Joep Lange was one of the many Aids researchers who died in Ukraine on Flight MH17, depriving the world of an invaluable store of expertise on the HIV virus. For decades he combined meticulous research, theoretical insights, international administration and academic work with an astonishing passion and determination to fight the disease.
Lange died with his partner, Jacqueline van Tongeren, as they were flying to Melbourne to attend a session of the International Aids Conference, which he once chaired. He was one of the heads of the Amsterdam Institute for Global Health and Development, while she was one of the Institute's communications directors. The Institute was one of an array of organisations with which he had been associated since 1980.
Lange was a native of Nieuwenhagen in the Netherlands; after receiving a doctorate in medicine from the University of Amsterdam he specialised in HIV/Aids. Part of his contribution was described by one of his mentors and friends, Dr Michael Merson, who said: "If you go back to the mid-'80s and early '90s, say the first 15 years of the pandemic, what you have now are a group of people in their 50s, 60s or even 70s. These were the people who fought so hard to get anything done – a new disease, you had people dying like crazy – and you built a kind of camaraderie."
He led early tests on the drug Retrovir, which proved to be the first breakthrough in Aids therapy, and went on to publish hundreds of scientific papers, one of which has been cited around 1,000 times and continues to be referred to today, 22 years after its publication. During the intervening years he took part in, and often led, many organisations and initiatives.
He worked on drug development at the World Health Organisation and edited the journal Antiviral Therapy. He was senior scientific adviser to Amsterdam's International Antiviral Therapy Evaluation Centre, helped supervise HIV research in Thailand and founded the non-profit PharmAccess Foundation, which is based in the Netherlands and has offices in Tanzania, Nigeria and other African countries.
The Foundation presses for the supply of vital drugs at affordable prices to deprived countries. One of his sayings was: "If we can get a cold can of Coke to any part of Africa, we can certainly deliver Aids treatment."
In the 1990s he became an advocate of combination therapy – using an array of drugs to treat HIV/Aids. It is this approach that more than any other succeeded in transforming a diagnosis of the disease from a death sentence to a question of management.
He was known for delivering stark warnings on the dangers of neglecting proper drug therapy. "South Africa, Botswana and Swaziland will be potential basket cases if they don't act," he once declared. "In the case of Botswana, if it doesn't act it will cease to exist."

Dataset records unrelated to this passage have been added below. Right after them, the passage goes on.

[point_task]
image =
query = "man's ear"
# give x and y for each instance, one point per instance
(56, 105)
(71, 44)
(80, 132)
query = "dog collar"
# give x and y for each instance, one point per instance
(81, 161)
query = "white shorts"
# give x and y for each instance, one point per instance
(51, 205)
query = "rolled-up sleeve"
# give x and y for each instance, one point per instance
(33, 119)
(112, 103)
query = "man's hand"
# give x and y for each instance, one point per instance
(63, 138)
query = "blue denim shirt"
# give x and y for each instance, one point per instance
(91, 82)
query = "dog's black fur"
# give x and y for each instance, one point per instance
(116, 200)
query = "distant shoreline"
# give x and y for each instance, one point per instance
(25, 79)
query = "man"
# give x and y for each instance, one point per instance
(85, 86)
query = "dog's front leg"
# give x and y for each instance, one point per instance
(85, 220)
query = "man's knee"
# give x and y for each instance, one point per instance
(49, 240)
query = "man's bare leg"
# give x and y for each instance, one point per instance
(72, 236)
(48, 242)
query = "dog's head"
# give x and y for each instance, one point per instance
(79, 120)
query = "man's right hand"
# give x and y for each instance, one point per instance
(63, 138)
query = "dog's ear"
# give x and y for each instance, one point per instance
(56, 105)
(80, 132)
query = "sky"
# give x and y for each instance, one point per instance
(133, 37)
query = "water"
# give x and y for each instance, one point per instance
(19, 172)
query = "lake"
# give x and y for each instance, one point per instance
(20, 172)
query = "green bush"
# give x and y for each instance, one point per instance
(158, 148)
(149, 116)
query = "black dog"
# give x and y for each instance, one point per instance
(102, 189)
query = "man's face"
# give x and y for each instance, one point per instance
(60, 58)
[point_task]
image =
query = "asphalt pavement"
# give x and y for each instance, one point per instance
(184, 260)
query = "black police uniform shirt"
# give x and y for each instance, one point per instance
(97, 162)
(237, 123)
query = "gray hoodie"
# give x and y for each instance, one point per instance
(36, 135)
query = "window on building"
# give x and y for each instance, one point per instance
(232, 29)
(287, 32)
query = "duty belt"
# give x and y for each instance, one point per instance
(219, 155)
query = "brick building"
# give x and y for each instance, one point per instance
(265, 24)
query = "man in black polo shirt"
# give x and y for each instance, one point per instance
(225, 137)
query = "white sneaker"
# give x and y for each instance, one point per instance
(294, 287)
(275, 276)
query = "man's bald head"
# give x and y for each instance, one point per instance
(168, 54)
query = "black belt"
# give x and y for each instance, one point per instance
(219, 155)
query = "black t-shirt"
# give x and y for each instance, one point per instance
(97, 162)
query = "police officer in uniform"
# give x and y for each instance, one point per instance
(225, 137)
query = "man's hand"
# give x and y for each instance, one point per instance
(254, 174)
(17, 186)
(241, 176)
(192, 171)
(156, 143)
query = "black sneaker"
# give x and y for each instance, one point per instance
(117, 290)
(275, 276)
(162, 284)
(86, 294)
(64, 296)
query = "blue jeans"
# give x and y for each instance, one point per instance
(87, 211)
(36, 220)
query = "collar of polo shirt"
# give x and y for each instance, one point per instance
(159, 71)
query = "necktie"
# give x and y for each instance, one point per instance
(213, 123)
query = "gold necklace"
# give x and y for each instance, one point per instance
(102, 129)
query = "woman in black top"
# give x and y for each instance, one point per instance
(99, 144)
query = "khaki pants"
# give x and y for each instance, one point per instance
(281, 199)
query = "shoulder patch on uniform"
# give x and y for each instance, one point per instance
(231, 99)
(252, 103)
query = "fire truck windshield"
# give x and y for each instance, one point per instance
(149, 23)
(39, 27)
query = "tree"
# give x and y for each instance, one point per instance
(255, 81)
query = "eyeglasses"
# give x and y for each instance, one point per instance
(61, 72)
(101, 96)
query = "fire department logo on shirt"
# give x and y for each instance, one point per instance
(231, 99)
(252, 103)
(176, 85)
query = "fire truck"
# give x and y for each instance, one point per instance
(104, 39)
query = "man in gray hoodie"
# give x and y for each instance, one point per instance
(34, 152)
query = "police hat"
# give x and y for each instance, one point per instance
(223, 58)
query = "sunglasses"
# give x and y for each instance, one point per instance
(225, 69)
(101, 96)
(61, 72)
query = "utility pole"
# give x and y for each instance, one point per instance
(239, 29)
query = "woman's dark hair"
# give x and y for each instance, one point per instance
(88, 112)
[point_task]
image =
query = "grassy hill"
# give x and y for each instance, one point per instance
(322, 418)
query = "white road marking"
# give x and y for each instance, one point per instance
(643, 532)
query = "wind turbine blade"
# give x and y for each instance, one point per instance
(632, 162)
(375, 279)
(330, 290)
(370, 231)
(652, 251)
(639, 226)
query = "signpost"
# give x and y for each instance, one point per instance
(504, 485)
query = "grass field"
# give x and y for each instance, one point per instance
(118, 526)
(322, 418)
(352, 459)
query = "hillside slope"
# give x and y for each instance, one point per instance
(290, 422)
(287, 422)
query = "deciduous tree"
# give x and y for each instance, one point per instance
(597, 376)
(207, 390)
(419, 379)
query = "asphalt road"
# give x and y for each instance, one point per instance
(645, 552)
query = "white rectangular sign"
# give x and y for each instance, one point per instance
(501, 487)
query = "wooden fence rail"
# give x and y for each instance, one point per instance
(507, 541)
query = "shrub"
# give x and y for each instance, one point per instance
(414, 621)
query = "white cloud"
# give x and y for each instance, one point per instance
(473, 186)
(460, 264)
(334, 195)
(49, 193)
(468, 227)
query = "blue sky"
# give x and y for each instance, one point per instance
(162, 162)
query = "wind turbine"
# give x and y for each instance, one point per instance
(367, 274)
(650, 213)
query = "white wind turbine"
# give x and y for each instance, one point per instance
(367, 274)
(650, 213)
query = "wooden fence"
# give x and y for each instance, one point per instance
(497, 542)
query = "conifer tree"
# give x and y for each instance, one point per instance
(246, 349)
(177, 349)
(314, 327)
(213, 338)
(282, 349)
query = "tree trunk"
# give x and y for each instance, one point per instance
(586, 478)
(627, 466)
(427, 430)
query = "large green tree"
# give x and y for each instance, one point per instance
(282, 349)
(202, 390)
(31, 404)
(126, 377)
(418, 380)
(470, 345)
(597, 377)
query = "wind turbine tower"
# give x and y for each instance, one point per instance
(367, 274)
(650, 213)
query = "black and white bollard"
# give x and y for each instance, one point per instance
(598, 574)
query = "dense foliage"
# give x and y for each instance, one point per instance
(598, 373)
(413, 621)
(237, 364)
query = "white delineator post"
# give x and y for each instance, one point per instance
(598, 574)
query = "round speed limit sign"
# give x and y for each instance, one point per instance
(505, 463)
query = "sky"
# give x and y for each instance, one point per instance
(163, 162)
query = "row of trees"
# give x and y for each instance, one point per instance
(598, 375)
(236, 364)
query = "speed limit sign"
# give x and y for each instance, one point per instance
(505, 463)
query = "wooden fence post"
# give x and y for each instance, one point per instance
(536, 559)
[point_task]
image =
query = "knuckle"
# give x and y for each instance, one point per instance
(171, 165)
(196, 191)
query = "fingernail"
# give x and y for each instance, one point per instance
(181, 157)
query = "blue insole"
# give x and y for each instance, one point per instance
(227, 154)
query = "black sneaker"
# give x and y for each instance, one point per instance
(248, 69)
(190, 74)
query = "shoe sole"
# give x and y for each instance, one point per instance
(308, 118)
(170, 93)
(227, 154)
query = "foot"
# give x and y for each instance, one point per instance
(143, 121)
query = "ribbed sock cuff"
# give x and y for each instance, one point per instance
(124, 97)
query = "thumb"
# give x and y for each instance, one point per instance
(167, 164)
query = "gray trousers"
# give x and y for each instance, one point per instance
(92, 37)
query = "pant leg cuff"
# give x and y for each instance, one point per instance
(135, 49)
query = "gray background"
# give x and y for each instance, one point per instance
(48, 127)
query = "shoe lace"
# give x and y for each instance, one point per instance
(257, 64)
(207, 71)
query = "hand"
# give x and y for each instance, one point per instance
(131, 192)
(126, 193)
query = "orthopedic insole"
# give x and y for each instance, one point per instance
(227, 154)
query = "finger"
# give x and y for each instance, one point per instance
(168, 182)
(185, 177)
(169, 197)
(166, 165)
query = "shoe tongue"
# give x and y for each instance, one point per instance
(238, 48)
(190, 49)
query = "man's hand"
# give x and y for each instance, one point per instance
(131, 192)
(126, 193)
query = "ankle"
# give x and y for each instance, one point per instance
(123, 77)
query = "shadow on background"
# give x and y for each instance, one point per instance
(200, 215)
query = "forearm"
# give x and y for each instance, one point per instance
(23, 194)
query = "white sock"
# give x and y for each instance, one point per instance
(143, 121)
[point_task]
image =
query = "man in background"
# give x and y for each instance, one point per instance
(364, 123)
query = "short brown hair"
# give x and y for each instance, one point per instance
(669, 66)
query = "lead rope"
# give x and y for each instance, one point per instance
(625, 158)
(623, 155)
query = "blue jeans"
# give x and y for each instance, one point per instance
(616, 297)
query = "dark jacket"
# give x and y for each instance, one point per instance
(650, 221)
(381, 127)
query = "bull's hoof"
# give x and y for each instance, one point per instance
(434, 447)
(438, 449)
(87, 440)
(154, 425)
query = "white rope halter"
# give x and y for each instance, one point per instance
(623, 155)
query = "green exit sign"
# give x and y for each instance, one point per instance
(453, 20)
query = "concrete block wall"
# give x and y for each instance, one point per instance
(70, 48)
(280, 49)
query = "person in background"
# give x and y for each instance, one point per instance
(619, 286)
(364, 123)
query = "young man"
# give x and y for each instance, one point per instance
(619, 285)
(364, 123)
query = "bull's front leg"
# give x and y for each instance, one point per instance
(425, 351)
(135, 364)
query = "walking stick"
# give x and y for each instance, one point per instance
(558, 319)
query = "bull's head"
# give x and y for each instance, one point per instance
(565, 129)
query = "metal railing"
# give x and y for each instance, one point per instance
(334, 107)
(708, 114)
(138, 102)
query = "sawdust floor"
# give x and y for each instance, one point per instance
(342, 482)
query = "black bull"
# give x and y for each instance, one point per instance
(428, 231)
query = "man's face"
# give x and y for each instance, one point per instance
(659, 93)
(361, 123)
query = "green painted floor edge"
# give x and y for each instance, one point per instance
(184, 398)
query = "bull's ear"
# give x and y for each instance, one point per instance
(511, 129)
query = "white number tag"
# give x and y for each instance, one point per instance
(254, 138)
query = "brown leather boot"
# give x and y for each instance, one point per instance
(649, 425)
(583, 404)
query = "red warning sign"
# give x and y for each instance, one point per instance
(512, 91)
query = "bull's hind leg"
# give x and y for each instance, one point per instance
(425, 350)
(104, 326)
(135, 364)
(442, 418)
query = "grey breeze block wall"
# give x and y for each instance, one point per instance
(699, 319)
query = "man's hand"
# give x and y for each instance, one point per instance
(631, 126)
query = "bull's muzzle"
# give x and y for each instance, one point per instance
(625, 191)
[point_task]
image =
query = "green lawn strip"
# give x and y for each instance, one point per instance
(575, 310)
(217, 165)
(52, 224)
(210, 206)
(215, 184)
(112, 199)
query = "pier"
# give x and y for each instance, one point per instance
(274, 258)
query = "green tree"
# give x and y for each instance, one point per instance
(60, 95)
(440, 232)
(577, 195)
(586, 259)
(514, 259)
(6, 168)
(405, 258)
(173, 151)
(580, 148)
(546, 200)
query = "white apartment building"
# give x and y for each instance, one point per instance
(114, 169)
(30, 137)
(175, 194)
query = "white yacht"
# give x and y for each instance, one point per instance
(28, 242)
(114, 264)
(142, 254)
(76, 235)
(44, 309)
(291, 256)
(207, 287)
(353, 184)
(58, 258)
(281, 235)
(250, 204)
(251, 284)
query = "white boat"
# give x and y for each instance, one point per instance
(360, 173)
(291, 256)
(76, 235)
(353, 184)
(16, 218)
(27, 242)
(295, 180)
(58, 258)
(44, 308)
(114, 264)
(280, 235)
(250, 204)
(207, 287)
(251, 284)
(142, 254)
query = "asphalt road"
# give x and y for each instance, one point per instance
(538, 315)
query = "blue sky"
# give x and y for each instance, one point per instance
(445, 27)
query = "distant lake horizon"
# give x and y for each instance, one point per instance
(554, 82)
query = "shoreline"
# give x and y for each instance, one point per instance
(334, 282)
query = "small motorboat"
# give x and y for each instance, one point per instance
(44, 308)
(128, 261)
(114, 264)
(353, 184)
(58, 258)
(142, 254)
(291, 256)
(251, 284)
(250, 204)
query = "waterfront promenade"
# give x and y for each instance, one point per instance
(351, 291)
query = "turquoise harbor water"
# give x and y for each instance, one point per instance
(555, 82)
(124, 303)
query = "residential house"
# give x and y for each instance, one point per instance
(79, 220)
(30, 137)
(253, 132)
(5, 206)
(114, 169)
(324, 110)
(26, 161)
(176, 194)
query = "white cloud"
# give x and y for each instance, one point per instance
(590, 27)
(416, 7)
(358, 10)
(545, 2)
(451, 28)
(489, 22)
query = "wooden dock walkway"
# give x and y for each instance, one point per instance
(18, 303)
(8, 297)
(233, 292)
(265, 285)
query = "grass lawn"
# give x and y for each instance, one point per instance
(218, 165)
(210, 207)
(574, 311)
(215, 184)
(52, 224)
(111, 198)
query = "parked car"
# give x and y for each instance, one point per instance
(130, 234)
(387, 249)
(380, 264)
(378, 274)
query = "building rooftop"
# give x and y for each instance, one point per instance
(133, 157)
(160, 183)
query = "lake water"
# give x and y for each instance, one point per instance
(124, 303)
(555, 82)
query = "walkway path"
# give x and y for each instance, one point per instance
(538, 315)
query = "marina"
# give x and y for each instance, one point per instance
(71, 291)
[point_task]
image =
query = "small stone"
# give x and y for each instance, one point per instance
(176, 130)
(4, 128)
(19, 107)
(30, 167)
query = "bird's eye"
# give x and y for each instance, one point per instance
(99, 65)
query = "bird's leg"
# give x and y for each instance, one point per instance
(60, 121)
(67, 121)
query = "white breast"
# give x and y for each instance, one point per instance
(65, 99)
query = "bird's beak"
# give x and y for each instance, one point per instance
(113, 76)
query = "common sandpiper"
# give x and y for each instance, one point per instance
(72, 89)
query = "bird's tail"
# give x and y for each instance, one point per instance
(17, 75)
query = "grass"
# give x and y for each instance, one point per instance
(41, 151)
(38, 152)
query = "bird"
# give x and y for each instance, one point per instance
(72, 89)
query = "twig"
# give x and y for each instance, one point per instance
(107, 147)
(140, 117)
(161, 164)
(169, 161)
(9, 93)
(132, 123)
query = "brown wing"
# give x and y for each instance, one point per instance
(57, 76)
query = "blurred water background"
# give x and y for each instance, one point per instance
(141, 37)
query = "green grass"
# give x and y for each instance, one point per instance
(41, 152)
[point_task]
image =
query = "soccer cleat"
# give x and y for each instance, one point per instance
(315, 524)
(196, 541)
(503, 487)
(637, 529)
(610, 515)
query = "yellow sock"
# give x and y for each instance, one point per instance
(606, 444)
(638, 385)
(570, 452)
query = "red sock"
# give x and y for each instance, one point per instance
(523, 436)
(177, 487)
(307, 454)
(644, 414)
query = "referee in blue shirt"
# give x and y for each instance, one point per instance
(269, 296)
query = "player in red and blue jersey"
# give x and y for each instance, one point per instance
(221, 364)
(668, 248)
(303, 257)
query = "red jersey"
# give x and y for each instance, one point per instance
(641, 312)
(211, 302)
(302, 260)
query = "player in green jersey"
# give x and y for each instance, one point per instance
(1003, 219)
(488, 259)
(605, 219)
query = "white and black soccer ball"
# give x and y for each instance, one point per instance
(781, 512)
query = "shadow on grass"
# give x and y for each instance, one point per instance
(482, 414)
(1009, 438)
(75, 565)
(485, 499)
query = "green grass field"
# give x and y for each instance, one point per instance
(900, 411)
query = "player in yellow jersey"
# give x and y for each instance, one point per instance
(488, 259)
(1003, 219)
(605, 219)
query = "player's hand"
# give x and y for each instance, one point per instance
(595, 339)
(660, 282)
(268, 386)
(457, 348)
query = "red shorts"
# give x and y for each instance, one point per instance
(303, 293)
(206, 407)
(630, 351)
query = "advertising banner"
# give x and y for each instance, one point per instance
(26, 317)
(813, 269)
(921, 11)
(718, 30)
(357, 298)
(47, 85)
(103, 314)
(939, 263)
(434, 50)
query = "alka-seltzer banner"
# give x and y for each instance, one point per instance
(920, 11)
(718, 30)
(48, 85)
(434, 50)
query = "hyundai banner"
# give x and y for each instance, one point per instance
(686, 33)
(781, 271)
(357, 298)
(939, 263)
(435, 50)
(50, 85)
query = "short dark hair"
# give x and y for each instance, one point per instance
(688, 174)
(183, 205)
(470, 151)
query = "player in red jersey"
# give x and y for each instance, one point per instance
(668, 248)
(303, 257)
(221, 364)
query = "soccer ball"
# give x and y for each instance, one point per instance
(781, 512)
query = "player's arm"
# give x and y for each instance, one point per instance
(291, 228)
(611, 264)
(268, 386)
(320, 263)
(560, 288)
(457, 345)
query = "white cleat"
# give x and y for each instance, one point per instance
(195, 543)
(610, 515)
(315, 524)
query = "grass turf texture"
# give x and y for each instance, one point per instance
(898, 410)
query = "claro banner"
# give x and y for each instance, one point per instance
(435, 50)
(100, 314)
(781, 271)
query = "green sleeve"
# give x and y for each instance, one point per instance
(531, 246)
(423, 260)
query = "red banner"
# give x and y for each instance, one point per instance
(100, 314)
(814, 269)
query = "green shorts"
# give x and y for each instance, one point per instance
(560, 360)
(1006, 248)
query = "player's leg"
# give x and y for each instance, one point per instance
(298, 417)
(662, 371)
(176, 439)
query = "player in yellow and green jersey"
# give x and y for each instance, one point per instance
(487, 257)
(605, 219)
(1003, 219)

In addition to dedicating so much of his life to his scientific work, he had passions for art, literature – he was a particular fan of the Portuguese Nobel laureate Jose Saramago – and conversation.
After the news of his death came through a colleague posted on Twitter of finding Lange, who was described as a doting father, taking part in conference calls on HIV while cooking for his five daughters. The colleague said, "I asked him why he worked so much. He said, 'Do you know how much it costs to buy shoes for five girls?'"
Many tributes were paid from various parts of the world. Richard Boyd, professor of immunology at Monash University in Melbourne, said, "He's one of the icons of the whole area of research. His loss is massive." Meanwhile Jeremy Farrar, Director of the London-based Wellcome Trust health charity, added: "He was a great clinical scientist. He was also a personal friend. He is a great loss to global health research."
Peter Piot, director of the London School of Hygiene and Tropical Medicine, said: "He was one of the most creative Aids researchers, a humanist and tireless organiser, dedicated to his patients and to defeating Aids in the poorest countries."
Joseph Marie Albert Lange, scientist and researcher: born Nieuwenhagen, Netherlands 25 September 1954; partner to Jacqueline van Tongeren (five daughters); died near Hrabove, Ukraine 17 July 2014.